BLOODLETTING gripped Labor with three experienced Ministers quitting amid claims by Joel Fitzgibbon Labor has chosen to lose the next election.
Joel Fitzgibbon has told Triple J's Hack program that he believes Labor have chosen to lose the September election.
When asked this afternooon if he thought the party has chosen to lose the next election, Fitzgibbon replied:
"I do".
He then went on to say that if we went to the polls right now, knowing that some Labor MPs have less than 10 per cent of the marginal vote, they would lose their seats.
What is going on?" he said.
He added that: "What makes it so weird...they're sacrificing themselves..in that somehow under the current leadership things will improve".
Fitzgibbon said that many Labor MPs were still operating under 100-year-old architecture in the Labor party, being influenced by others outside of the party including trade unions.
"It lets the party down," he said.
While he did not feel let down, he said the party was being let down.
He said he was "feeling fine" after resigning today, and emphasised his belief that Labor would have a better chance at the September election with Kevin Rudd.
He also refused to comment on Mark Latham's comments about him recently, saying they don't talk anymore.
"Mark Latham and I were great mates, but he just disappeared out of my life, changed his number and I never heard from him again."
The purge from the front bench of Rudd supporting Cabinet Ministers Martin Ferguson and Chris Bowen and junior Minister Kim Carr came after a broadside from ministerial colleagues and Prime Minister Julia Gillard.

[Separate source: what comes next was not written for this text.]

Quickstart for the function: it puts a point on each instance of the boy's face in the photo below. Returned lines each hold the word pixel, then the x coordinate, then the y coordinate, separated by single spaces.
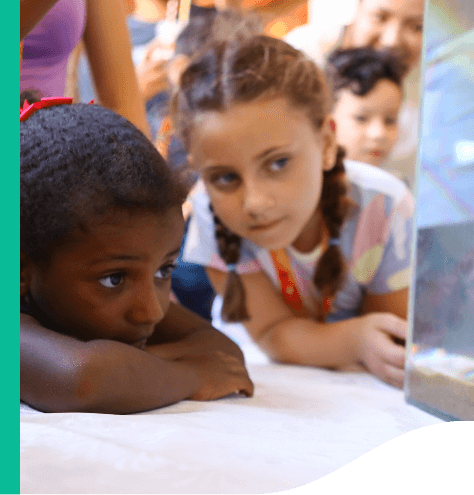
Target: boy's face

Mr Ferguson warned the party risked an electoral wipeout on the scale of the 1996 landslide, when half a dozen potential future leaders were wiped out, if it failed to change before September 14 election.
Mr Ferguson took direct aim at Treasurer Wayne Swan's performance, condemning the class warfare the government has engaged in and which began over the mining tax.
He said "it is doing the Labor Party no good" and he urged the government had to reconnect with the spirit of the Hawke and Keating eras.
"If we don't pull it together I only hope we are not back to 96 when we had 49 people," he said.